A regular on cable TV news shows, Lawler’s notable delay in conceding what seemed inevitable is a reminder of how problematic the former president has become down ballot, even for some of his staunchest allies. 

Lawler was a delegate for Trump in 2016 and worked on his reelection bid in 2020 – though Biden once said “Mike is the kind of guy that, when I was in the Congress, they were the kind of Republican I was used to dealing with.”

But Lawler’s reticence also illustrates a less-noted, if related, phenomenon: New Yorkers could decide the balance of power in the US House come November, and Republican incumbents are gambling with a wild card.

Five Republican-held seats in New York are up for grabs – enough to usurp the four-seat House majority the GOP enjoys, after losing one New York seat in February.

Lawler’s belated and reluctant admission that he had, in fact, voted for the former president, brought a barrage of headlines about just exactly how MAGA Lawler has been. 

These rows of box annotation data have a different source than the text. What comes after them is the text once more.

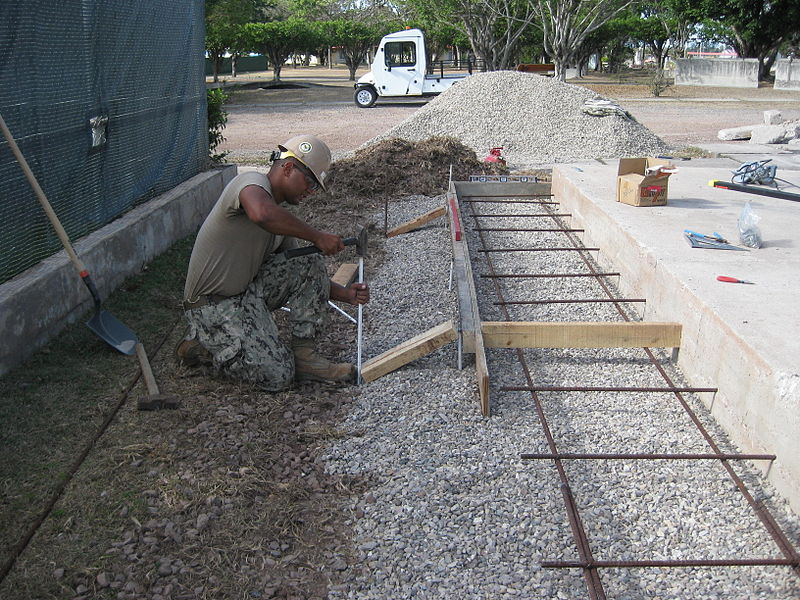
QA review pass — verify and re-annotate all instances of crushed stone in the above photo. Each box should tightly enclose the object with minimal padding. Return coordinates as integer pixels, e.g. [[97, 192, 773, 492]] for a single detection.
[[362, 71, 669, 169]]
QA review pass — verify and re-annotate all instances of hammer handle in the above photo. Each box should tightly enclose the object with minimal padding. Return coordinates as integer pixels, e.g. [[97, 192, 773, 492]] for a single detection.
[[283, 238, 358, 258]]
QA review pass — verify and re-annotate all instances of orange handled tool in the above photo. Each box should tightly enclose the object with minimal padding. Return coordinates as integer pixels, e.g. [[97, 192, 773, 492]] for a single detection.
[[717, 275, 755, 285]]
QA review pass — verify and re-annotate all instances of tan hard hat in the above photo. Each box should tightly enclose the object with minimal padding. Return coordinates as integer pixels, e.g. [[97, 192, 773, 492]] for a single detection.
[[278, 134, 331, 190]]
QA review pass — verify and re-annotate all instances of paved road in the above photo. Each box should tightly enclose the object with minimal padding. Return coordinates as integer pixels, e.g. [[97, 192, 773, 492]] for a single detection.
[[212, 68, 800, 162]]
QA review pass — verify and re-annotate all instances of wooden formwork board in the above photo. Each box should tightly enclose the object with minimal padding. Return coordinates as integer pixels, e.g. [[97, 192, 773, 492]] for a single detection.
[[452, 181, 551, 200], [447, 182, 491, 417], [361, 321, 458, 383], [386, 206, 447, 237], [481, 321, 682, 348]]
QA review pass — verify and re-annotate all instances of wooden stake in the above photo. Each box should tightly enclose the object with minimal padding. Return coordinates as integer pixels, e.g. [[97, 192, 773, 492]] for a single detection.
[[331, 263, 358, 287]]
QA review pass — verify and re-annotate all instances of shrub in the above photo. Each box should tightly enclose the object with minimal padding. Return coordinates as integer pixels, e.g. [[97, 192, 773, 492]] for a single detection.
[[206, 88, 230, 162]]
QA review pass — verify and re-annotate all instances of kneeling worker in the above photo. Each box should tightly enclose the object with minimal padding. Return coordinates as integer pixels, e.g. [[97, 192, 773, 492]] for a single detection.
[[176, 135, 369, 391]]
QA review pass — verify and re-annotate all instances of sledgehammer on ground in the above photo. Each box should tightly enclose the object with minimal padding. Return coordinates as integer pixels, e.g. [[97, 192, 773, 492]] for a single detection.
[[283, 227, 367, 258], [136, 342, 181, 410]]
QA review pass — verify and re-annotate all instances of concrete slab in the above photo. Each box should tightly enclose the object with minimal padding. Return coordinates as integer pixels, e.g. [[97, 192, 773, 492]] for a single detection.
[[553, 155, 800, 513], [0, 165, 236, 375]]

A letter in The Examiner News asks: “Who is the real Mike Lawler?” 

“Is he the bipartisan moderate he claims to be or is he a crusading member of the Republican majority, least productive Congress since the Great Depression?”

The letter, which focuses on Lawler’s support for the impeachment inquiry into Joe Biden, answers its own question.

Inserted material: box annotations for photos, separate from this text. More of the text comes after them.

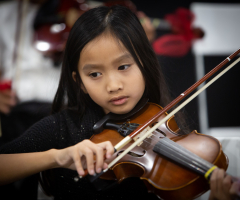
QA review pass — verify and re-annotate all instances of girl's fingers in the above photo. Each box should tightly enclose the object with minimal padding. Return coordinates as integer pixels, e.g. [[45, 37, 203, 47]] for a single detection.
[[217, 169, 226, 192], [210, 169, 218, 193], [222, 173, 232, 194], [73, 152, 84, 176], [84, 147, 95, 175], [97, 141, 114, 159], [229, 180, 240, 197]]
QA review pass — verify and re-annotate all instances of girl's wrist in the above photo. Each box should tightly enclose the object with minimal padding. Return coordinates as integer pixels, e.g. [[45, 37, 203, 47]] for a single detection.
[[48, 149, 60, 169]]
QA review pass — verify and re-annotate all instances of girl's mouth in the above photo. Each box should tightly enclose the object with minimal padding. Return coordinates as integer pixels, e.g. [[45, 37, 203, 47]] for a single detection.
[[110, 96, 128, 105]]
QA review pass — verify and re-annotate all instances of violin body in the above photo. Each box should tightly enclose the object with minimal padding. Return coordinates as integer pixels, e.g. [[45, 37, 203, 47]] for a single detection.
[[91, 103, 228, 200]]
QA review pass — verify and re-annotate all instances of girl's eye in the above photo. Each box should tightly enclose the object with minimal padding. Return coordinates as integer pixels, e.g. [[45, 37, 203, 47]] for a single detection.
[[118, 65, 130, 70], [89, 72, 101, 78]]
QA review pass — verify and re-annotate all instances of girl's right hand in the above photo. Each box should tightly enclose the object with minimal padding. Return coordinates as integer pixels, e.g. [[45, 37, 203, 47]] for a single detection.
[[55, 140, 114, 176]]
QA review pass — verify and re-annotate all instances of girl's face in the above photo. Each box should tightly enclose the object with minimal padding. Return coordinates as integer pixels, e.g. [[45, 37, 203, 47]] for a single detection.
[[76, 34, 145, 114]]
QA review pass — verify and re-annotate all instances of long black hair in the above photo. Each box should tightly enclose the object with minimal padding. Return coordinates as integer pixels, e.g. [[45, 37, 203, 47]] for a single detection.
[[52, 6, 188, 133]]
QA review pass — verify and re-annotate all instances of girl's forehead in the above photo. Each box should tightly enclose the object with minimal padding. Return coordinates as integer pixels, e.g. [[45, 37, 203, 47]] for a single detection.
[[79, 34, 132, 66]]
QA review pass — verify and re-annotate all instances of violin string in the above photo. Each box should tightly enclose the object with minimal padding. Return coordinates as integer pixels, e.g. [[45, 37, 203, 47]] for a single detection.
[[141, 136, 209, 173], [146, 135, 212, 168], [133, 130, 213, 171]]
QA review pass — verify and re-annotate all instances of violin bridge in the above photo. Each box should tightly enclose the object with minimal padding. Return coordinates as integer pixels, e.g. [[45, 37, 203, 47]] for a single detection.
[[133, 126, 152, 146]]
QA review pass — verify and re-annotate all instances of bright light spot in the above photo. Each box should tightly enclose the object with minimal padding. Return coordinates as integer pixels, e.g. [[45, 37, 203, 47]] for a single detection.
[[35, 42, 50, 51], [50, 23, 66, 33], [80, 3, 88, 11]]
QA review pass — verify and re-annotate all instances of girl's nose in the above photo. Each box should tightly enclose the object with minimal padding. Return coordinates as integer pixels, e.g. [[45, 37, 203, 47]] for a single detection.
[[107, 77, 123, 93]]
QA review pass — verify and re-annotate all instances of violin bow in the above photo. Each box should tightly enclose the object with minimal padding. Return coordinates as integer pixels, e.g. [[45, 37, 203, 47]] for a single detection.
[[102, 49, 240, 178]]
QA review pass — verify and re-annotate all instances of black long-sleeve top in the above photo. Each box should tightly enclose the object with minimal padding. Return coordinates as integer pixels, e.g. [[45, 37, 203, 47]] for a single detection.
[[0, 105, 161, 200]]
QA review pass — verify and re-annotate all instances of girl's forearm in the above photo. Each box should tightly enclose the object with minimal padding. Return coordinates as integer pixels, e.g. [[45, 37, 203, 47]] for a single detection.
[[0, 149, 58, 185]]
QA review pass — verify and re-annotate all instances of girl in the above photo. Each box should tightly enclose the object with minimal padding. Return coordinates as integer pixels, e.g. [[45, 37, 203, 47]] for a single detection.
[[0, 6, 235, 199], [0, 6, 172, 199]]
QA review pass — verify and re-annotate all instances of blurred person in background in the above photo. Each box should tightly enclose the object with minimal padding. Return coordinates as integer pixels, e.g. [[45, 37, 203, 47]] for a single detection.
[[0, 0, 155, 200], [0, 0, 61, 200]]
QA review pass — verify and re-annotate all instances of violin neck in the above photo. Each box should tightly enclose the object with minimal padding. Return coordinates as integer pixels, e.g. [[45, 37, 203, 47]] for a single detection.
[[153, 137, 214, 179]]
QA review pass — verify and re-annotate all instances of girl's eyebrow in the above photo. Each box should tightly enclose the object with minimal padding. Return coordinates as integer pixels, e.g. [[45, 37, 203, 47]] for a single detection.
[[83, 53, 133, 71], [113, 52, 133, 64]]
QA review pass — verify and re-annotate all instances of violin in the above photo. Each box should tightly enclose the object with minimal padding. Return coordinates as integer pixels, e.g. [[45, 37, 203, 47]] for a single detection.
[[90, 98, 228, 200], [74, 49, 240, 200]]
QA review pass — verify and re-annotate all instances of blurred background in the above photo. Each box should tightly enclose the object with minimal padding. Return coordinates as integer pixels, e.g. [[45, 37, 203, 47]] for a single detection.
[[0, 0, 240, 199]]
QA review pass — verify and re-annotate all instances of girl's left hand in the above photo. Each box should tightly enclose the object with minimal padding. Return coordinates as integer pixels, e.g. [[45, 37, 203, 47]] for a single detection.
[[208, 169, 240, 200]]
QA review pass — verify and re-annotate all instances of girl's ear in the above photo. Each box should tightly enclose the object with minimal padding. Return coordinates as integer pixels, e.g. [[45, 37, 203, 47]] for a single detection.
[[72, 71, 88, 94]]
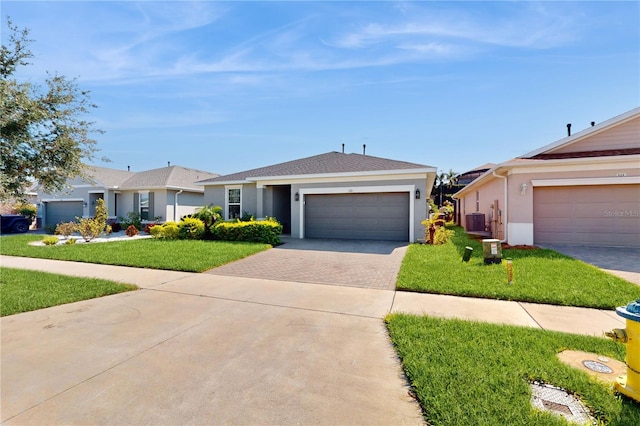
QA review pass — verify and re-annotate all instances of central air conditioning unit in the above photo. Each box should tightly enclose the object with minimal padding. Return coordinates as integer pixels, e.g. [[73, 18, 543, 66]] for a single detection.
[[465, 213, 485, 232]]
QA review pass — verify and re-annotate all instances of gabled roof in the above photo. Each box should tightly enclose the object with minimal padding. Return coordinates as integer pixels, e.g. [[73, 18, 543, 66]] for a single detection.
[[518, 107, 640, 158], [87, 166, 135, 187], [198, 151, 435, 184], [120, 166, 219, 191], [87, 166, 219, 192], [453, 107, 640, 198]]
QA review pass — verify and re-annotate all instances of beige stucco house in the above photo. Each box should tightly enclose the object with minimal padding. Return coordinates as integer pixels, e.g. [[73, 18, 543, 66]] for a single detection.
[[36, 166, 218, 227], [454, 108, 640, 247]]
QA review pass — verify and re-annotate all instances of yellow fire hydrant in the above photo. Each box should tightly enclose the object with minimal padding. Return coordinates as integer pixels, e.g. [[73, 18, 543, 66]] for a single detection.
[[605, 299, 640, 402]]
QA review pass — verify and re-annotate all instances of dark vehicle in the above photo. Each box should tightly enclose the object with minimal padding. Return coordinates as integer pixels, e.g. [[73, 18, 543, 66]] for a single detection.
[[0, 214, 31, 234]]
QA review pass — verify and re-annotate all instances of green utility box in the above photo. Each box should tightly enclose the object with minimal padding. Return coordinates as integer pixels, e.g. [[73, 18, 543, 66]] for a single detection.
[[482, 239, 502, 265]]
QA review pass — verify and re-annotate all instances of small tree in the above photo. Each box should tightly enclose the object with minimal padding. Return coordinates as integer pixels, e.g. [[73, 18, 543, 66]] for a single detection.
[[0, 19, 101, 200]]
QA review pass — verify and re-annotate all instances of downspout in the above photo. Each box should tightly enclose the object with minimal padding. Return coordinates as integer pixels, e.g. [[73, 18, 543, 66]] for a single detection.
[[173, 189, 184, 222], [493, 170, 509, 243]]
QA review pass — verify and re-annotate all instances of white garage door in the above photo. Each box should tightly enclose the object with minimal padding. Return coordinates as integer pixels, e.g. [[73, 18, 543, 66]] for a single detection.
[[304, 192, 409, 241], [533, 185, 640, 247], [45, 201, 82, 226]]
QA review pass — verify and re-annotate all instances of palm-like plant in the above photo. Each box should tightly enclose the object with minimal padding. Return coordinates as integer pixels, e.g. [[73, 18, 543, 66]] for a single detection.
[[192, 204, 222, 238]]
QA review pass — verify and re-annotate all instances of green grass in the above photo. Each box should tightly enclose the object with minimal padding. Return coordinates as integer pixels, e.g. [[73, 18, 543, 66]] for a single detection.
[[397, 227, 640, 309], [386, 314, 640, 426], [0, 235, 271, 272], [0, 268, 138, 316]]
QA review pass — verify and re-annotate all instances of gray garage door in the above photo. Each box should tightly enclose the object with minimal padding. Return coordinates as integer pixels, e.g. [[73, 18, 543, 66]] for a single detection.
[[304, 192, 409, 241], [533, 185, 640, 247], [45, 201, 82, 226]]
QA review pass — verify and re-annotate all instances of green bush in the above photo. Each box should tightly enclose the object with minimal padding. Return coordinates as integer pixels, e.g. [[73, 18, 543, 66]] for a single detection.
[[149, 225, 164, 238], [178, 217, 204, 240], [118, 212, 142, 231], [17, 204, 38, 220], [124, 225, 139, 237], [162, 222, 180, 240], [211, 218, 282, 246], [191, 204, 222, 240], [76, 217, 105, 242], [54, 221, 76, 238], [42, 237, 58, 246]]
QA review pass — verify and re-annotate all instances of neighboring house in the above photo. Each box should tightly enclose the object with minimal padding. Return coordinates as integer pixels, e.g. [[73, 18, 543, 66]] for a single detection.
[[454, 108, 640, 247], [200, 152, 436, 241], [37, 166, 219, 226], [447, 163, 495, 225], [456, 163, 496, 189]]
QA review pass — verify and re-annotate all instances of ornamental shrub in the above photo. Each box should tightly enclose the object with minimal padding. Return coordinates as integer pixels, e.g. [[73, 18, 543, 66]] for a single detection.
[[17, 204, 38, 221], [178, 217, 204, 240], [124, 225, 139, 237], [161, 222, 180, 240], [144, 223, 158, 234], [211, 218, 282, 246], [54, 221, 76, 238], [42, 237, 58, 246], [149, 225, 164, 239], [118, 212, 142, 231], [76, 217, 105, 242]]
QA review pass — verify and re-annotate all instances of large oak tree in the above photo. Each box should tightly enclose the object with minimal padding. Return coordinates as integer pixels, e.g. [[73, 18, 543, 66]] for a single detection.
[[0, 19, 101, 200]]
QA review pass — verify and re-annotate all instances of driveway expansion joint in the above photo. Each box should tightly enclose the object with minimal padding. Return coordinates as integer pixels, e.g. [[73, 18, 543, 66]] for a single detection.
[[141, 288, 384, 320], [517, 302, 545, 330]]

“Mike Lawler is a lifelong political operative and lobbyist, not the devoted public servant he makes himself out to be,” it reads.

The Democratic Congressional Campaign Committee in March put out a press release claiming that “As GOP loyalists, Lawler and Molinaro are propping up Trump’s dangerous, extreme record…” 

In a district close to Lawler’s, Democrat Tom Suozzi won back his flipped House seat in February after lawmakers expelled serial fabulist George Santos in an embarrassing spectacle. 

The district supported Biden in 2020 before electing Republican candidates in the 2022 midterms.

That kind of flexibility could be a problem for Lawler and other New York Republicans come November.

Lawler’s campaign did not respond to a request for comment.

Although City & State considers Lawler’s district “one of the most competitive” in the country,” it was made safer after redistricting. 

And yet Lawler is literally getting a run for his money from a progressive Democrat. 

Mondaire Jones, a progressive Democrat, raised over $1.75 million in the first quarter of the year. (On the other hand, Lawler has yet to release his fundraising figures).

“While Mike Lawler was getting caught defunding law enforcement and blocking a bipartisan border security bill, our grassroots campaign has raised nearly $4 million thus far this cycle because of the incredible support from everyday people across the Lower Hudson Valley,” Jones said in a statement. 

Biden is beating Trump by about 10 points in New York state, according to FiveThirtyEight’s analysis of the latest Siena College poll from February, and Democrats are seizing on that negative association in local elections. 

According to NY1, The Democrat-aligned House Majority PAC has budgeted about $21 million for TV ads across New York State ahead of Election Day.